SWITCHインタビュー達人達(前)(2017/10/05) 

NHKのBSで「SWITCHインタビュー達人達」という番組がある。
 「異なる分野で活躍する2人の“達人”が出会い、語り合う。ただし、単なる対談番組ではありません。番組の前半と後半でゲストとインタビュアーを『スイッチ』しながら、それぞれの『仕事の極意』について語り合い、発見し合う、いわばクロス×インタビューです」とNHK広報には書かれている。
 時々この番組を観ているが、特に印象に残っているのは(探検家)角幡唯介×(僧侶)塩沼亮潤、(バリアフリー研究者)福島智×柳澤桂子(生命科学者)などである。
 さて8月12日に放映された「作家なかにし礼とポケモンGOをつくった野村達雄」の対談が面白かった。どちらも爽やかな話しぶりで、お互いの話のテンポもよくて、聞くものを心地よい雰囲気にさせてくれる。
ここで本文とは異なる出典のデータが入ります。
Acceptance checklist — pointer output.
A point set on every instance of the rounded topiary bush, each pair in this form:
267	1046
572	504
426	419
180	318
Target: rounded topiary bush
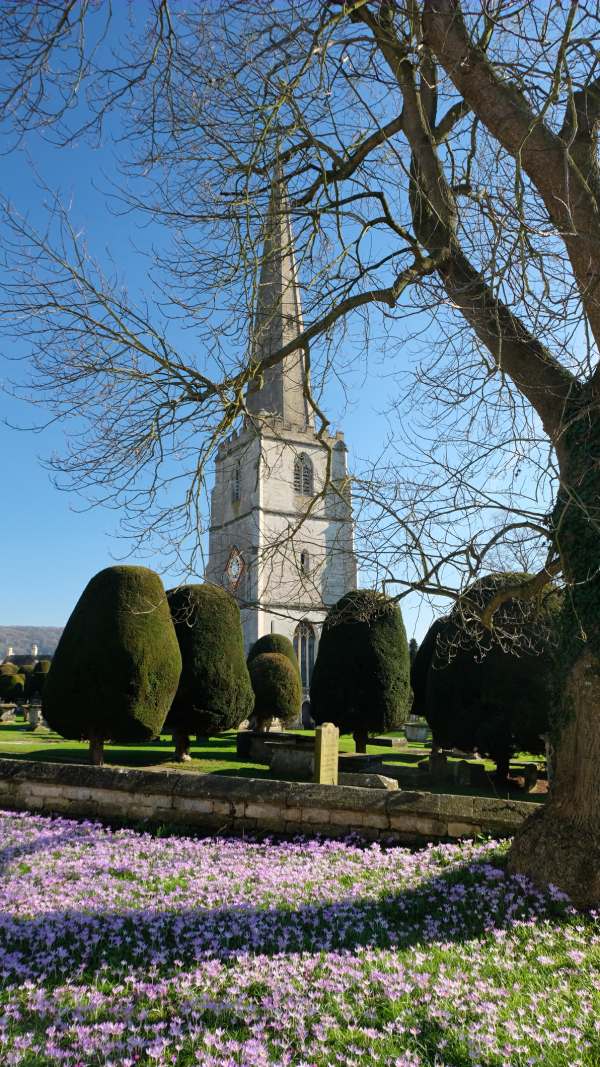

 また二人の出自や経歴も変わっていて、その辿ってきた人生から「日本を外から見つめる」点でも共通することも多く、興味深く観ることができた。それにしても、なかにしの話しぶりは軽快で、野村さんと50歳近くの年齢差があるようには思われない。
 なかにし礼は私の世代では最も有名な歌謡曲の作詞家で、レコード大賞も数えきれないほど受賞している。私のもっとも好きな歌の一つに「石狩挽歌」というものがあるが、少年期の実体験に基づいたものといわれているが、この歌詞を読むとその才能を羨ましく思うと共に、戦慄が走るような思いにかられる。
 インタビュー・ドキュメント 自伝 なかにし礼~わが恋 わが愛 わが命(9月13日(水)NHKBS)を聞いたが、一見甘い恋愛歌にも思える歌詞は、過酷な戦争体験や引き揚げ、そして戦後の貧しい悲惨な生活をベースに書き下ろされたものだという。この石狩挽歌も6歳で満州から小樽に引き上げた時の目に焼き付いているニシン漁の豊漁の光景と、それから30年ほど経った後、港を眺められる丘に立つかって飯炊きをしていた中年女性の目に映る現在の小樽の状況を描いたものだという。11歳年上の兄が当時の金で300万円の借金(家を抵当にして)をして網を買い、結果的には失敗して家も手放し、東京に逃散する羽目になったのだという。
 さてこの歌は何人かの歌手の競作となっているが、私はやはり北原ミレイの低音でハスキーな歌い振りが好きである。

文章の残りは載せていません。